音更町農業協同組合(土田純雄代表理事組合長、河東郡音更町)は4月18日、長芋流通で使用する緩衝材を「おが粉」から「馬鈴しょでん粉の副産物を主原料とした発泡緩衝材」へ移行したと発表。軽量化され、長芋1箱当り使用量は0・2㌔㌘弱(おが粉から94%の軽量化)となった。
発泡緩衝材を製造する設備を取得し、JAおとふけ青果管理センター内で製造。生産者の経費削減、流通・消費段階の経費削減、環境負荷軽減を進めている。

長芋の緩衝材は長年、おが粉が用いられてきたが、値上りが続き、価格転嫁が難しいことから、生産者の経費増加に繋がっていた。長期的に取引をしていたおが粉業者の製造撤退もあり、永続的に緩衝材として使用することに懸念を感じ、2018年から新たな緩衝材の試験を実施。辿り着いたのが十勝の主産品である馬鈴しょでん粉を主原料とした発泡緩衝材だった。

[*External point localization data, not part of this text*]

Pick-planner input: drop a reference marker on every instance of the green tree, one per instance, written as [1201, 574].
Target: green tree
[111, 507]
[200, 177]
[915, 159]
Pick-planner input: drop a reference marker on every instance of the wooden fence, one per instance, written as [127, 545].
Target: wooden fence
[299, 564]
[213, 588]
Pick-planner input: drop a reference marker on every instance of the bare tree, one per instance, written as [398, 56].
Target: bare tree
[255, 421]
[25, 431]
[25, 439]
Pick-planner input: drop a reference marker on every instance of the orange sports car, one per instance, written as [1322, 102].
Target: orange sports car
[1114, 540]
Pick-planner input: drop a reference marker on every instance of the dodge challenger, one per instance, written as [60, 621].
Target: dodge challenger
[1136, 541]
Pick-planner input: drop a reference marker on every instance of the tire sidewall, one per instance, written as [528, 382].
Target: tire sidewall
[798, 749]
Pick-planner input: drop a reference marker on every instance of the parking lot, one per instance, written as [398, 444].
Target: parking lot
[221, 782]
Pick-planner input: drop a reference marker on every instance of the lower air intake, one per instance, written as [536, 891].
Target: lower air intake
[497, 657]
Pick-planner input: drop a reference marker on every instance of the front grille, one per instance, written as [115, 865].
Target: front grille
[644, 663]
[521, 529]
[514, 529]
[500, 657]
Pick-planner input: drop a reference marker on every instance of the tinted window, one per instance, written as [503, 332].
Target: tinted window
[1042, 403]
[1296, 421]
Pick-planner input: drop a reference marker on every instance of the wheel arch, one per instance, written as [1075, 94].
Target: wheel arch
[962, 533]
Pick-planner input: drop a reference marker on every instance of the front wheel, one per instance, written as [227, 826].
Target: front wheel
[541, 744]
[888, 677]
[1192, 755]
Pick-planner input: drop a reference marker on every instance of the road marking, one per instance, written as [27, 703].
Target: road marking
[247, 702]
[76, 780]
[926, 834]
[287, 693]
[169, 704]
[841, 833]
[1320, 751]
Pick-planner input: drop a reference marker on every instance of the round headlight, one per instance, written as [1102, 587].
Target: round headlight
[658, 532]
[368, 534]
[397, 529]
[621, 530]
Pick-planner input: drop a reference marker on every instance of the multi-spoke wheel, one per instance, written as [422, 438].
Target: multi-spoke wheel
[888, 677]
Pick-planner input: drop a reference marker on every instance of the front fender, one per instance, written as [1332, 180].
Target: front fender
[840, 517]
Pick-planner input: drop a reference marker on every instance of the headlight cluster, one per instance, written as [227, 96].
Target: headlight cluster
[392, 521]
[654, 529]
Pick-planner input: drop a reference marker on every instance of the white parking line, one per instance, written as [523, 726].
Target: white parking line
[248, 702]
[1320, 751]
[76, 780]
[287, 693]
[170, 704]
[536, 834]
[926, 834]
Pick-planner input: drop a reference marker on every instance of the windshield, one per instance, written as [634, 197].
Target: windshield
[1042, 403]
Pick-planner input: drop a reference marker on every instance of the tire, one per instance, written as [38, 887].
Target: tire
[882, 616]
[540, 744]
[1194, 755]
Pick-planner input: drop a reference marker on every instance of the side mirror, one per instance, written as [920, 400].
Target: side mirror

ホクレンでん粉課の協力のもと、JA士幌町でん粉工場など4か所より年間通じて安定的に「でん粉尻(製造工程で発生する副産物)」を仕入れる体制を構築した。
メリットは、軽量化による輸送効率の上昇(JRコンテナのスペースを最大限活用した輸送が可能に)、生産者の経費削減(1㌔㌘あたりの資材費が9・75円から5・5円に圧縮)、取引先でのゴミ処理費用の削減(年間1400㌧のゴミが削減)、掃除の手間省略(発泡緩衝材は長芋に付着しても簡単に除去でき、手で拾えるサイズなので後片付けが楽に)など。また、自然由来のおが粉に比べ工業製品の発泡緩衝材は生菌数が10万分の1以下との分析結果が出ており、クリーンな状態で封函でき、長期保管にも耐えられる。